When flight first began, I seriously doubt that anyone had any idea how far it would go. Many people said, “If God had wanted us to fly, He would have given us wings!” Of course, wings can be added…if you know how to add them. The Wright brothers figured out how to add those wings, and how to make them fly. Nevertheless, any kind of long distance fight was still far in the future, back then.

Then, on July 25, 1909, Louis Blériot took off from a field in France, and flew his flimsy monoplane northward for half an hour, and landed near Dover Castle in England. The flight…at the time, daring beyond belief…caused a sensation in Britain. No one thought it could be done, and much less that a mere 40 years later, a plane would actually make a non-stop around the world trip…successfully. Nevertheless, forty years later, Captain James G. Gallagher and a 13-man crew took off from Carswell AFB, Texas, in a B-50 bomber named Lucky Lady II. Four days later they landed back at Carswell. This achievement, the first nonstop flight around the world, also stirred the public imagination.

Neither event involved a major breakthrough in technology, but each was significant for other reasons. Blériot’s flight lasted a mere 37 minutes. In several demonstration flights in France during the previous year, Wilbur Wright had stayed aloft much longer. Blériot was the first to use a combination of hand/arm-operated joystick and foot-operated rudder control, that is in use to the present day, for the basic format of aerodynamic aircraft control systems. Blériot was also the first to make a working, powered, piloted monoplane. In 1909 he became world-famous for making the first airplane flight across the English Channel.

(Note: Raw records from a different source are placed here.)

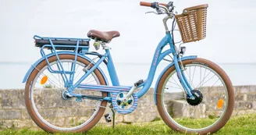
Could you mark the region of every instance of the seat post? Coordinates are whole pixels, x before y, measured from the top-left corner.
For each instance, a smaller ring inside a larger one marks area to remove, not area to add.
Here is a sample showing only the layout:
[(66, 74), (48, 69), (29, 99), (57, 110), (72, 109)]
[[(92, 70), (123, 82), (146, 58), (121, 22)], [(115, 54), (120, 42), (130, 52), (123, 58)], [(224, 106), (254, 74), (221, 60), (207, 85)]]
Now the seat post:
[(108, 70), (109, 76), (110, 76), (111, 81), (112, 83), (112, 85), (113, 86), (120, 86), (119, 80), (118, 79), (118, 76), (117, 76), (117, 74), (116, 72), (114, 62), (113, 62), (113, 60), (112, 59), (112, 56), (111, 56), (111, 54), (109, 52), (109, 48), (105, 48), (105, 50), (108, 55), (107, 57), (108, 57), (108, 60), (107, 66), (108, 66)]

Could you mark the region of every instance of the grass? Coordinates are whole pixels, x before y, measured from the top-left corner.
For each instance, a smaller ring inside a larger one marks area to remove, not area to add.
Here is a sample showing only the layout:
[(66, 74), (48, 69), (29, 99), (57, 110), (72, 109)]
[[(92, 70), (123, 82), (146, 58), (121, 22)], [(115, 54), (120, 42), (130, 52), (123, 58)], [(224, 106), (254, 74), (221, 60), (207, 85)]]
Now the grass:
[[(8, 129), (0, 132), (0, 134), (6, 135), (48, 135), (48, 133), (42, 130), (30, 130), (29, 129), (14, 130)], [(71, 135), (73, 133), (55, 133), (57, 135)], [(77, 135), (87, 134), (87, 135), (105, 135), (105, 134), (172, 134), (181, 135), (169, 129), (162, 120), (154, 121), (148, 123), (142, 124), (129, 124), (129, 125), (117, 125), (115, 129), (105, 125), (99, 125), (89, 130), (86, 133), (76, 133)], [(247, 115), (243, 116), (236, 116), (232, 118), (228, 123), (219, 131), (215, 134), (255, 134), (256, 135), (256, 114)]]

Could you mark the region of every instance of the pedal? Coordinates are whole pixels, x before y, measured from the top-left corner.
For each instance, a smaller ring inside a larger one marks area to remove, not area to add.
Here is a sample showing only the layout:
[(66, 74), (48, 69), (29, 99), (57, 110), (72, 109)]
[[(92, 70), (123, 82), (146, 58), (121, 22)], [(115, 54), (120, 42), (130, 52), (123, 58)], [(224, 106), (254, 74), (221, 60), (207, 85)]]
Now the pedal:
[(77, 102), (82, 102), (82, 98), (76, 98), (76, 101)]
[(134, 83), (135, 87), (138, 87), (144, 83), (143, 80), (140, 80), (137, 82)]

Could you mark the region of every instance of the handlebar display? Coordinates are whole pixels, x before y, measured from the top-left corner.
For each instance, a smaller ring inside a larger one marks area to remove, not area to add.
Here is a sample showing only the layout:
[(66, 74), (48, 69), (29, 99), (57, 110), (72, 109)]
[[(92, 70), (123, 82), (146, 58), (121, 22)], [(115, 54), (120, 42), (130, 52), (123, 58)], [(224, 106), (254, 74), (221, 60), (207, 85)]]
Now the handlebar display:
[(158, 2), (150, 3), (150, 2), (140, 2), (140, 5), (141, 6), (148, 6), (148, 7), (151, 7), (153, 9), (155, 9), (157, 7), (158, 4), (160, 5), (167, 7), (167, 4), (164, 4), (164, 3), (158, 3)]

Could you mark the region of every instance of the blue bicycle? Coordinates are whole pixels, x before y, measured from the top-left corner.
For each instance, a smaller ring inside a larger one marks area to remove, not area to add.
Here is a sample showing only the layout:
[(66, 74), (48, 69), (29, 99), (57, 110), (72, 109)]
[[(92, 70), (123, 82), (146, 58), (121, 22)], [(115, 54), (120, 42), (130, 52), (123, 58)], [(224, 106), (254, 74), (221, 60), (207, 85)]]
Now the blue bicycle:
[[(133, 112), (150, 88), (160, 62), (169, 64), (155, 87), (155, 103), (162, 120), (172, 129), (184, 133), (212, 133), (229, 120), (234, 107), (230, 80), (216, 64), (195, 55), (183, 56), (186, 48), (176, 47), (173, 31), (176, 23), (183, 43), (204, 39), (208, 5), (187, 8), (177, 15), (173, 2), (140, 2), (156, 9), (163, 19), (166, 35), (157, 46), (148, 76), (131, 86), (122, 86), (116, 73), (108, 43), (118, 31), (90, 30), (90, 38), (34, 36), (42, 58), (26, 74), (26, 106), (32, 119), (47, 132), (86, 132), (105, 115), (110, 122), (115, 112)], [(172, 20), (171, 30), (166, 24)], [(94, 40), (96, 50), (89, 52)], [(106, 65), (111, 83), (100, 65)], [(145, 110), (147, 111), (147, 110)]]

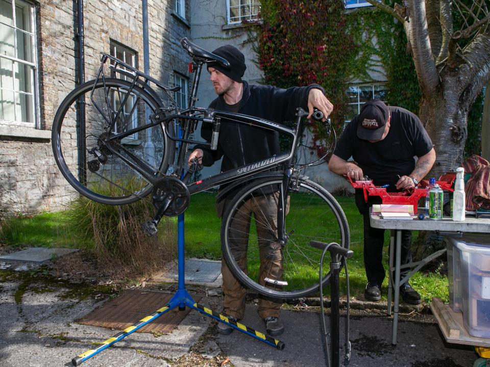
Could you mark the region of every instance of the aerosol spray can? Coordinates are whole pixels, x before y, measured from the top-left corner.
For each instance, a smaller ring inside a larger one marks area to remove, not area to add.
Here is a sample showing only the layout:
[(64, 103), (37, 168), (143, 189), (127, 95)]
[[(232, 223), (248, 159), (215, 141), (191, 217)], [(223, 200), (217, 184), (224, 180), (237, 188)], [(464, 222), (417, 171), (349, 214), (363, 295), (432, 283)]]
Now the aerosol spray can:
[(437, 184), (429, 192), (429, 219), (443, 219), (444, 192)]

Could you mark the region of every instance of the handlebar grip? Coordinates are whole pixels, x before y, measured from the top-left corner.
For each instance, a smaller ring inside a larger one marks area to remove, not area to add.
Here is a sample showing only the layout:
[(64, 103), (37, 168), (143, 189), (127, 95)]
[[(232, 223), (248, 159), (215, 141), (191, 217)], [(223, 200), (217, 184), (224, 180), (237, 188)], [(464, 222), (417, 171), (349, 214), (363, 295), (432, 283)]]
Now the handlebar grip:
[(352, 257), (354, 255), (354, 251), (352, 250), (349, 250), (348, 248), (345, 247), (342, 247), (340, 245), (335, 242), (331, 242), (329, 244), (325, 243), (325, 242), (320, 242), (319, 241), (310, 241), (310, 246), (312, 246), (313, 247), (316, 247), (316, 248), (319, 248), (321, 249), (324, 249), (325, 248), (328, 247), (328, 250), (330, 253), (333, 255), (340, 255), (345, 257), (349, 258)]

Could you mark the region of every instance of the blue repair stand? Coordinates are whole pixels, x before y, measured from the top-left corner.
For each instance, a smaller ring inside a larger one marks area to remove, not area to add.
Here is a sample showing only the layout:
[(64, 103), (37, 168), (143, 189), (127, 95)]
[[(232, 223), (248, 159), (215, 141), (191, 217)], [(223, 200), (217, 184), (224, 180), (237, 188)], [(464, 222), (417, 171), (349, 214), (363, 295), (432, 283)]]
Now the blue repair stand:
[(185, 269), (185, 259), (184, 256), (184, 214), (179, 215), (177, 222), (177, 251), (178, 259), (178, 274), (179, 274), (179, 289), (174, 295), (166, 306), (159, 308), (153, 313), (139, 320), (138, 322), (125, 329), (122, 331), (115, 334), (112, 337), (100, 343), (100, 345), (94, 349), (90, 349), (75, 357), (71, 360), (74, 365), (78, 366), (83, 362), (85, 362), (89, 358), (100, 353), (104, 349), (109, 348), (119, 340), (124, 339), (128, 335), (132, 334), (136, 330), (143, 327), (147, 324), (160, 317), (176, 307), (179, 307), (180, 310), (185, 309), (185, 306), (193, 308), (199, 311), (201, 313), (213, 319), (230, 325), (234, 329), (249, 335), (256, 339), (258, 339), (268, 344), (271, 347), (274, 347), (280, 350), (284, 349), (285, 345), (282, 342), (274, 339), (259, 331), (249, 328), (242, 324), (230, 320), (225, 315), (215, 312), (211, 309), (198, 304), (189, 294), (185, 289), (184, 270)]

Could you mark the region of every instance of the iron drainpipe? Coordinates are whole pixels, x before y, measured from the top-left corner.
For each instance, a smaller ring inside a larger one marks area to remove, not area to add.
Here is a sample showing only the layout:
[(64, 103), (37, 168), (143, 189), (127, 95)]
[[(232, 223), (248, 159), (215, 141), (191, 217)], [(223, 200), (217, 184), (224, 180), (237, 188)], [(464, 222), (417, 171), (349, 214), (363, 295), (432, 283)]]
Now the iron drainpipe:
[[(84, 52), (84, 34), (83, 34), (83, 0), (77, 0), (77, 33), (76, 37), (77, 39), (78, 51), (78, 77), (76, 81), (78, 86), (81, 85), (85, 81), (85, 53)], [(85, 170), (87, 162), (87, 153), (85, 146), (85, 101), (81, 97), (77, 101), (78, 126), (77, 129), (78, 135), (78, 167), (79, 177), (80, 182), (85, 184), (87, 180), (87, 173)]]
[[(148, 2), (142, 0), (141, 8), (143, 12), (143, 69), (144, 73), (150, 75), (150, 44), (148, 36)], [(147, 84), (150, 82), (147, 82)], [(148, 104), (145, 104), (145, 121), (148, 121), (151, 114), (151, 111)], [(144, 143), (144, 153), (146, 162), (150, 165), (155, 166), (155, 145), (152, 139), (152, 129), (146, 129), (146, 139)]]

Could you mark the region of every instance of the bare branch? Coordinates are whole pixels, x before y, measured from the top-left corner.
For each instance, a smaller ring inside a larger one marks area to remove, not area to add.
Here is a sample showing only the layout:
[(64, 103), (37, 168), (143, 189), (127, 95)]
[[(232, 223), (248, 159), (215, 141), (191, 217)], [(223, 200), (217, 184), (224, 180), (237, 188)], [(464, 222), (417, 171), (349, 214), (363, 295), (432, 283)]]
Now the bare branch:
[(385, 5), (382, 3), (378, 1), (378, 0), (366, 0), (366, 1), (369, 3), (373, 6), (376, 7), (379, 9), (381, 9), (383, 11), (391, 14), (394, 18), (396, 18), (397, 19), (398, 19), (402, 23), (402, 24), (403, 24), (403, 22), (405, 21), (405, 19), (404, 19), (403, 17), (400, 16), (399, 14), (395, 12), (394, 9), (388, 6), (387, 5)]
[(451, 0), (440, 0), (439, 13), (443, 39), (436, 61), (436, 63), (438, 64), (448, 57), (449, 40), (453, 33), (453, 14), (451, 12)]
[(425, 2), (409, 0), (409, 20), (405, 32), (412, 47), (415, 69), (423, 94), (431, 94), (439, 83), (439, 75), (432, 57), (426, 18)]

Lucky Lady II took off from Carswell Air Force Base in Fort Worth, Texas. A B-50 Superfortress, Lucky Lady II flew the first nonstop round-the-world flight. The aircraft averaged 249 miles per hour on its 23,452 mile flight. The Lucky Lady II was refueled four times in the air by B-29 tanker planes and on March 2 returned to the United States after 94 hours in the air. It was a record breaking flight. Of course, the record would not last forever. In December 1986, Voyager, a lightweight propeller plane constructed mainly of plastic, landed at Edwards Air Force Base in Muroc, California, having completed the first global flight without refueling. Flight will most likely never stop improving.